Question

At a certain place, a magnet makes 30 oscillations per min. At another place, where the magnetic field is double, its time period will be:
A. \[4s\]
B. \[2s\]
C. $\dfrac{1}{2}s$
D. $\sqrt{2}s$

Answer 1

Hint: The magnet's time period is equal to the square root of the ratio of its moment of inertia to the sum of its magnetic moment and ambient magnetic field. The magnetic fields for the configurations utilising magnets with various moments will not change. Find the ratio of time periods using this.

Formula used:
\[T=2\pi \sqrt{\dfrac{1}{mB}}\]
where T is the time period of the magnet. m is the magnetic pole strength and B is the magnetic field.
\[T=\dfrac{1}{f}\]
where f is the frequency.

Complete step by step solution:
According to the question, in the first case.
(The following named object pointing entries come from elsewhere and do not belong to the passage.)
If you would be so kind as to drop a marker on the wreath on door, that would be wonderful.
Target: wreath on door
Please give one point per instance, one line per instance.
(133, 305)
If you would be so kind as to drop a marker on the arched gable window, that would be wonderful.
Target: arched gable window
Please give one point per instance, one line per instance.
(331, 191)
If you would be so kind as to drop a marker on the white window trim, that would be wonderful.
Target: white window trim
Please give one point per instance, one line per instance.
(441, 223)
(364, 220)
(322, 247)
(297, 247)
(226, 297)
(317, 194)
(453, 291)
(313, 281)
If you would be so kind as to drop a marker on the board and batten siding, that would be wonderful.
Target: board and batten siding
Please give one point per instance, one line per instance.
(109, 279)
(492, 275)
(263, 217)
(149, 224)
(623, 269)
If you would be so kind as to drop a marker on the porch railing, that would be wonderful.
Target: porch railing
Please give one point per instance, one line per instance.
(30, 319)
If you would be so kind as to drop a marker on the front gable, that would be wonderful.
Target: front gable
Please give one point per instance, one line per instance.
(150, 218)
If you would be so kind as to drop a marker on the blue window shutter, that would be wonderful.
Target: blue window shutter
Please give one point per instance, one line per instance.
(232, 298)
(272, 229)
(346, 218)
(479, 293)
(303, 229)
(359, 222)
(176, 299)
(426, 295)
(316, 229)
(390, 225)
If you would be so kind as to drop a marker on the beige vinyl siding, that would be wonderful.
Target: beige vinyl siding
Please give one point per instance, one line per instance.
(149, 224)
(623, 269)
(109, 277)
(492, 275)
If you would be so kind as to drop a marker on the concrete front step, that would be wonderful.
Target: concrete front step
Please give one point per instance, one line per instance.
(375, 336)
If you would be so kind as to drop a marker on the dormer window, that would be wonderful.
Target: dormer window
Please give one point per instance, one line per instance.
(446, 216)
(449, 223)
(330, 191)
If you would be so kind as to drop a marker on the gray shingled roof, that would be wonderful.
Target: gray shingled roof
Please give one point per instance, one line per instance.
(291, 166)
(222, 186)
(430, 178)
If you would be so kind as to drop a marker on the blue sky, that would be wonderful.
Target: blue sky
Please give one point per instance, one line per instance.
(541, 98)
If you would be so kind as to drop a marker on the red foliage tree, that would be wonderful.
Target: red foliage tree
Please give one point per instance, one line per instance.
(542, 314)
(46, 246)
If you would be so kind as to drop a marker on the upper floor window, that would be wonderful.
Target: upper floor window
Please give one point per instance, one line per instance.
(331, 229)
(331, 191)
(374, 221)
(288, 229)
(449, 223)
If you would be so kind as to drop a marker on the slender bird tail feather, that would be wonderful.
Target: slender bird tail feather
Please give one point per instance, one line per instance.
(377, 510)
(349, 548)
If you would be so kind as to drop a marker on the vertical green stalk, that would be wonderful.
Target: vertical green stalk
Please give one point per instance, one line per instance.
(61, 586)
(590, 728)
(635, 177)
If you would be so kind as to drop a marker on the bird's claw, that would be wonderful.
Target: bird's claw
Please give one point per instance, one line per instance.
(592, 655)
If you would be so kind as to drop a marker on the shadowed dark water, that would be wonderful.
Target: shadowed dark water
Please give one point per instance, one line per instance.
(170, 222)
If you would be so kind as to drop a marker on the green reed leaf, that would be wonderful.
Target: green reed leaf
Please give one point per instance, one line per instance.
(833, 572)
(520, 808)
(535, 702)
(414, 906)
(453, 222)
A magnet makes 30 oscillations per min so we can say that we are given the frequency of the magnet.
$f=30{{\min }^{-1}}=\dfrac{30}{60}=0.5{{\sec }^{-1}}$
Using the formula \[T=\dfrac{1}{f}\] then ${{T}_{1}}=\dfrac{1}{0.5}=2s$
So now putting the value of ${{T}_{1}}$ in the formula of \[T=2\pi \sqrt{\dfrac{1}{mB}}\] then,
$2=2\pi \sqrt{\dfrac{1}{m{{B}_{1}}}}$………. Equation (1)

Now we have been asked to find the new time period if the magnetic field is doubled then,
${{T}_{2}}=2\pi \sqrt{\dfrac{1}{m{{B}_{2}}}}$………. Equation (2)
Dividing equation 1 by equation 2 we’ll get, \[\dfrac{2}{{{T}_{2}}}=\sqrt{\dfrac{{{B}_{2}}}{{{B}_{1}}}}\]
We need to find the value of ${{B}_{2}}$.

We are given that the magnetic field is getting doubled. Therefore, ${{B}_{2}}=2{{B}_{1}}$ and we need to calculate ${{T}_{2}}$. So, we can write
\[\dfrac{2}{{{T}_{2}}}=\sqrt{\dfrac{{{B}_{2}}}{{{B}_{1}}}}\]
\[\Rightarrow \dfrac{{{(2)}^{2}}}{{{T}_{2}}^{2}}=\dfrac{2{{B}_{1}}}{{{B}_{1}}}\]
$\therefore 2T_{2}^{2}=4$
Or we can say that $T_{2}^{2}=2$ and hence ${{T}_{2}}=\sqrt{2}s$

Hence, the correct option is D.

Notes: By balancing the moment (spinning acceleration) produced by the displacement and the moment due to the magnetic field, you may determine the oscillation's time period. This will create a harmonic oscillation and, as a result, a relationship for time.